Où en est-on de la spectaculaire hausse des prix enregistrée depuis six mois ?
Tous les prix s’envolent, mais nous arrivons sur certains produits en phase de stabilisation. C’est le cas des aciers bruts. Mais il faut souligner que les industriels ont bien géré les choses et ont agi de façon intelligente. La distribution a elle aussi été raisonnable, évitant notamment les achats anticipés que souhaitaient effectuer certains clients. Le dialogue entre filière amont et filière aval a été globalement bon. Le seul vrai point noir, c’est le bois.
En quoi la situation est-elle pire sur le bois ?
Non seulement les prix flambent, mais nous faisons de plus face à une véritable pénurie. Les délais d’approvisionnement atteignent 5 à 6 mois sur les bois d’ossature et de charpente, malgré la fidélité de nombreux scieurs qui refusent des commandes d’opportunité pour livrer leurs clients fidèles. Mais la situation est telle qu’on se retrouve en difficulté même sur des produits aussi basiques que les liteaux de charpente !
Comment expliquez-vous cette situation ?
La France a connu une série d’été tellement secs que nous manquons de bois de qualité. Dans le même temps, vu la demande américaine, plus rien ou presque n’arrive d’Autriche ou d’Allemagne. Sur de nombreux produits bois, les prix d’achat sont passés de 400 à 700 € / m3.
N’est-ce pas paradoxal de voir le bois en difficulté à l’heure où le Gouvernement français en fait le matériau-phare de la prochaine RE 2020 ?
La question se pose en effet de comment il sera possible d’alimenter le marché à l’horizon 2025. Les coûts de la construction risquent d’être fortement renchéris, mais il n’est pas certain que le consommateur soit prêt à payer sa maison 25 % plus cher ! Je plaide depuis des années pour une mixité des matériaux et des solutions, avec du bois mais aussi du béton, du béton cellulaire, de la brique… La situation actuelle devrait nécessairement faire bouger les lignes, car le tout-bois n’est pas tenable.
Dans quel contexte d’activité ces hausses interviennent-elles ?

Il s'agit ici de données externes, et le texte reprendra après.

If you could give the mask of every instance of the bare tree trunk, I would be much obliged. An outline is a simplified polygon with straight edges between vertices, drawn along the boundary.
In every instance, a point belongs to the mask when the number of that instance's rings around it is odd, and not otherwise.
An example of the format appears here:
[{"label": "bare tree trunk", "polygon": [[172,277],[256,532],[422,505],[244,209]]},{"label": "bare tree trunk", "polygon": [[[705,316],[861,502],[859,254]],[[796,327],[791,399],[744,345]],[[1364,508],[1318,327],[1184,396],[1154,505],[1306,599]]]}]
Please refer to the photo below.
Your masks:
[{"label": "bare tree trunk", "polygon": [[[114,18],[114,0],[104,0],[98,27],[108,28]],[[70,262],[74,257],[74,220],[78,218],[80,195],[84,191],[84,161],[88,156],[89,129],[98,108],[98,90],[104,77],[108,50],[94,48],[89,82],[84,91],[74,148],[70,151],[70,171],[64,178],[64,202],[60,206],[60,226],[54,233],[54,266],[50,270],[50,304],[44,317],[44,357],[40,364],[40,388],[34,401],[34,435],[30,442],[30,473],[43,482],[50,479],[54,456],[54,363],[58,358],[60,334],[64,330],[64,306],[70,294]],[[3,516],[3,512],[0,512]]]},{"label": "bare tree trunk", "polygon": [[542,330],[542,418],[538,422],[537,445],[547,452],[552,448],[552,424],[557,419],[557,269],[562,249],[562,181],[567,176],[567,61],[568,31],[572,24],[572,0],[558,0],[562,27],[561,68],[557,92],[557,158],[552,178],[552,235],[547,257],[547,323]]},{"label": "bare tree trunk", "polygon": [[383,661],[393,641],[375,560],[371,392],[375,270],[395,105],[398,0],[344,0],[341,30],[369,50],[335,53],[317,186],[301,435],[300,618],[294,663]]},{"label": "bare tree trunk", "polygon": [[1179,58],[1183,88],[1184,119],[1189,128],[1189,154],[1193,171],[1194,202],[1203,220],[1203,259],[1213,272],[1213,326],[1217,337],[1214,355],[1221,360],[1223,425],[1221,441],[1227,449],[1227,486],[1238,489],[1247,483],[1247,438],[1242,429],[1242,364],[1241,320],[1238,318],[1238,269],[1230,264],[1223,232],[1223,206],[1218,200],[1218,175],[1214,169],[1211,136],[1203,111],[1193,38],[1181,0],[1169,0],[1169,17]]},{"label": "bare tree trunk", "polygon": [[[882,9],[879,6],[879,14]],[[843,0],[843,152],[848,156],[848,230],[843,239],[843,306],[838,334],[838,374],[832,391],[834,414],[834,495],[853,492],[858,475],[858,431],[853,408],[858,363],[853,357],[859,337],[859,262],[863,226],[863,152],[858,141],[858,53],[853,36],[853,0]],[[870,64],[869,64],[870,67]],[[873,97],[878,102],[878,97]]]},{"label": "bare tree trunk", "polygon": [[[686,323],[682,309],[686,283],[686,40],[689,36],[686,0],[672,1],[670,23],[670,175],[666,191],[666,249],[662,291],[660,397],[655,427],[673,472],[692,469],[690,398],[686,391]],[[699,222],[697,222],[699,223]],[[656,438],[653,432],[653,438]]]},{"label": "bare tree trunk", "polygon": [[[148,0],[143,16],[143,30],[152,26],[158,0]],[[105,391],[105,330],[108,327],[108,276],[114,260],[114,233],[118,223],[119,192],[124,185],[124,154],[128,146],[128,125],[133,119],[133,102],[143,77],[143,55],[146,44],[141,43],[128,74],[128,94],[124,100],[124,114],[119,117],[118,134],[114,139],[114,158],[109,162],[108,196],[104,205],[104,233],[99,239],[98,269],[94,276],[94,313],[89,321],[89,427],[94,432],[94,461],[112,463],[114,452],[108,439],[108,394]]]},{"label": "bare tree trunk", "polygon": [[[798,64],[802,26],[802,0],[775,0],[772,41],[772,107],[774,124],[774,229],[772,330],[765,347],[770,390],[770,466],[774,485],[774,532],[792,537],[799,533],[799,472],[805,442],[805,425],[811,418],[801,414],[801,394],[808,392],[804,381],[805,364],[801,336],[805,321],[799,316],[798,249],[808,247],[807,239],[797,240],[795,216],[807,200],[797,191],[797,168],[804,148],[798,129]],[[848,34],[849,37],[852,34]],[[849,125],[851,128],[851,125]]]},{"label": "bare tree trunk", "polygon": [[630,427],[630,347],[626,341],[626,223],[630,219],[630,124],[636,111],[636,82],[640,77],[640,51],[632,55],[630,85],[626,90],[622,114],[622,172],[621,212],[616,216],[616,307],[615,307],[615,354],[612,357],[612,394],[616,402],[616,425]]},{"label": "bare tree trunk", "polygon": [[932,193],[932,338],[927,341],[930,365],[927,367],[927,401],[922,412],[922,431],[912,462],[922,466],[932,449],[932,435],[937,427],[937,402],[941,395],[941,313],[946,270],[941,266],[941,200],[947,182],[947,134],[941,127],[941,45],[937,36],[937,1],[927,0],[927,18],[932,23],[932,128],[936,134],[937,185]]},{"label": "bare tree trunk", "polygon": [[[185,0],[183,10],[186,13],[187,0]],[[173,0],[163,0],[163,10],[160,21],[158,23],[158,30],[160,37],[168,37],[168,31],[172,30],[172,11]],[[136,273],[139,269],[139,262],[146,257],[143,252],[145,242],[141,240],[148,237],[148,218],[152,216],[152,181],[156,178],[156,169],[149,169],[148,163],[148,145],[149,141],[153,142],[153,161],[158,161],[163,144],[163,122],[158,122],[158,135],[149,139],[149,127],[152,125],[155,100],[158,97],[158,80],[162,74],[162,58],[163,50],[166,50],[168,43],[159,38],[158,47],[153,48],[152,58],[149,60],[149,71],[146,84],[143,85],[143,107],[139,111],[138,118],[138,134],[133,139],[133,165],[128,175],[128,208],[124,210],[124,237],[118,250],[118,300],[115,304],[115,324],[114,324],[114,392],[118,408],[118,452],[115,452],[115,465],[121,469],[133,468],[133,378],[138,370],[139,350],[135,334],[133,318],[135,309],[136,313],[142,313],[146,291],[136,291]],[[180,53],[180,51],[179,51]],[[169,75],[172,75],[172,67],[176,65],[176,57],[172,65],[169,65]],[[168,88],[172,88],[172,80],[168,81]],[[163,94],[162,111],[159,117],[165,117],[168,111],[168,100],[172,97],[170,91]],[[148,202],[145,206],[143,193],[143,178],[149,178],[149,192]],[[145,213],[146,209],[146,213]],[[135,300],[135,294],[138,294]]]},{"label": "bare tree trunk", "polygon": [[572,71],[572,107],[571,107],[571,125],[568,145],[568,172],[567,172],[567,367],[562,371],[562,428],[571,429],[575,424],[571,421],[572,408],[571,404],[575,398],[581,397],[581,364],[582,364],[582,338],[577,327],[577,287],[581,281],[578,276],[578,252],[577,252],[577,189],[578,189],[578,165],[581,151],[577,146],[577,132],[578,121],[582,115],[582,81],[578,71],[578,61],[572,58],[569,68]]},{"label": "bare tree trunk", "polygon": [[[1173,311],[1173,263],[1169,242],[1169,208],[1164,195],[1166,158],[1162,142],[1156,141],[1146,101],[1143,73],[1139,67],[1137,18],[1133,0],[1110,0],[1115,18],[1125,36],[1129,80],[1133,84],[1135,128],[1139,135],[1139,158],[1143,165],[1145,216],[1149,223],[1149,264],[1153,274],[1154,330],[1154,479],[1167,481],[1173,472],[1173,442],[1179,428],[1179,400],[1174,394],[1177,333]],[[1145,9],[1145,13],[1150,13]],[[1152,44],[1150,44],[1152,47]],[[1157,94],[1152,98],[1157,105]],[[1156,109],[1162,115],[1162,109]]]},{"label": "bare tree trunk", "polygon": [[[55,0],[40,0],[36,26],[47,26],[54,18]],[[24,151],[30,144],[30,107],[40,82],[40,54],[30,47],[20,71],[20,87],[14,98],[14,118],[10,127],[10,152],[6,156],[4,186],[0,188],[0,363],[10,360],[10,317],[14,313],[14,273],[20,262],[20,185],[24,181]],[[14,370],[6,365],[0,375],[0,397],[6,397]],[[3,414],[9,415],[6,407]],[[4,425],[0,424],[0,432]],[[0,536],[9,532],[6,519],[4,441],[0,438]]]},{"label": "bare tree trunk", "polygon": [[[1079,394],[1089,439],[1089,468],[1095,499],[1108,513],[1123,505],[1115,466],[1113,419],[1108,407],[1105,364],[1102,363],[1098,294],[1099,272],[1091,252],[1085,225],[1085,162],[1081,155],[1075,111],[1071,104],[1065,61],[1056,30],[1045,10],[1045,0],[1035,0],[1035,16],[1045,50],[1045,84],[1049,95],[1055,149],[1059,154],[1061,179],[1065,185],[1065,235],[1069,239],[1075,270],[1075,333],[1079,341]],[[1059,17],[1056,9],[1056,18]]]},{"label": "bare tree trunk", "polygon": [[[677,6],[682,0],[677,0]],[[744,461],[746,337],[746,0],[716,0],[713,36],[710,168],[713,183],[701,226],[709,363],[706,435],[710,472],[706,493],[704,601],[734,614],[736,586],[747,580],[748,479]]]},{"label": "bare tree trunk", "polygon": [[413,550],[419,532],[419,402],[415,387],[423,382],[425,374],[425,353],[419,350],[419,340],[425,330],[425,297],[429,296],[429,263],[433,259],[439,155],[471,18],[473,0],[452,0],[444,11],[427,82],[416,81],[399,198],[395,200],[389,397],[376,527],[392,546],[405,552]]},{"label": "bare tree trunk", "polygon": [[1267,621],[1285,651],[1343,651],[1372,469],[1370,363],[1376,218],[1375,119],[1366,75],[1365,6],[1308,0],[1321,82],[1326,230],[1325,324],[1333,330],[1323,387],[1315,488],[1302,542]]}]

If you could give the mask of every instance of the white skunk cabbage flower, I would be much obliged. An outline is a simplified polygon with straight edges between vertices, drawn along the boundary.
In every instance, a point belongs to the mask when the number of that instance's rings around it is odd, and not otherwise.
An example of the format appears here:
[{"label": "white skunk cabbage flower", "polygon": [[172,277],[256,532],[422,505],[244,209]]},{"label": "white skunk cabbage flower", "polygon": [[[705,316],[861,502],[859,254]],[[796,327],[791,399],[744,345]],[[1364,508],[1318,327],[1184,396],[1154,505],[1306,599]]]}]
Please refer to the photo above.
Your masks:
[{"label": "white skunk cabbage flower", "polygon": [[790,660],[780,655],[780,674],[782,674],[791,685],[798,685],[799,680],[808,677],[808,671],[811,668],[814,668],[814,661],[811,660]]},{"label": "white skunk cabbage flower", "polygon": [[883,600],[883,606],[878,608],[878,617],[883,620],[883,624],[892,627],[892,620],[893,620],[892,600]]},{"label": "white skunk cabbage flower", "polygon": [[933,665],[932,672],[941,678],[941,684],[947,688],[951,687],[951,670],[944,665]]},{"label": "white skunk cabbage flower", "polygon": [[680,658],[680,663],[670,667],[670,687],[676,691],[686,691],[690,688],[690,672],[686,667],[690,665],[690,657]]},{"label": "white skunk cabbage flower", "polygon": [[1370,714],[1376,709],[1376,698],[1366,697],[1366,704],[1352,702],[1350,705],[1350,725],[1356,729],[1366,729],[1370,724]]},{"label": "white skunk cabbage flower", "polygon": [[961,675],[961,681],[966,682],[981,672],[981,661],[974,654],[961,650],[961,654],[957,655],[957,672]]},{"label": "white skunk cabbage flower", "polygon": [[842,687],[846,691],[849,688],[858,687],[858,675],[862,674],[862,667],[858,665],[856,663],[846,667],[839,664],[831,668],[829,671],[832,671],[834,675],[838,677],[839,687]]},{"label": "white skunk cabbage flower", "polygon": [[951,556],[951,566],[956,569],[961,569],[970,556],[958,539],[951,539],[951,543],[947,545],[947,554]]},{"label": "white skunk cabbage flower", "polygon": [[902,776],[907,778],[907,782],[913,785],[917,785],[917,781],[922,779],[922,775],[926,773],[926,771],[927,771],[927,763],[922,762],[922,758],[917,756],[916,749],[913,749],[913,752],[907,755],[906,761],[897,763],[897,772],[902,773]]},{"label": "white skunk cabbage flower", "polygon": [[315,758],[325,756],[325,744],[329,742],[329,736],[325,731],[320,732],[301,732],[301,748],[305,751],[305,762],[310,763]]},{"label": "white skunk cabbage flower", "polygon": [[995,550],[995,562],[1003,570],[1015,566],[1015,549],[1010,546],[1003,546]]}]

L’activité de mars 2021 est supérieure de 60 % à celle de mars 2020, mois très marqué par le premier confinement. Mais elle dépasse malgré tout de 25 % le niveau des années précédentes ! Nos clients artisans sont d’ailleurs nombreux à avoir entre 12 et 18 mois d’activité devant eux.
Cette période de hausses de prix vous fait-elle craindre pour la santé économique des artisans ?
Autant les majors n’hésitent pas à annuler un marché ou à réviser leur prix, autant les artisans font toujours leur possible pour honorer un devis signé et osent rarement demander une actualisation des prix. Le risque, comme toujours dans ce genre de crise, c’est que malgré un joli carnet de commandes, les entreprises se cassent la figure au bout de quelques mois, leurs marges étant grignotées. Nous sommes globalement assez inquiets de la sortie de crise du Covid-19, quand ces effets de marges réduites vont se cumuler avec les remboursements de prêts et de reports de charges. Nous risquons une augmentation des défaillances, alors qu’il n’y en a quasiment eu aucune en 2020, grâce à l’effet des aides.
Et pour les distributeurs ?
Nous n’avons globalement pas de difficultés à répercuter les hausses de prix, et nous avons très vite limité nos engagements de prix à deux semaines. D’une façon générale, les périodes d’inflation ne sont pas défavorables aux distributeurs, car elles valorisent les stocks. La plus forte fréquentation des particuliers dans nos agences a aussi augmenté la part de paiements au comptant, plus favorables à notre trésorerie.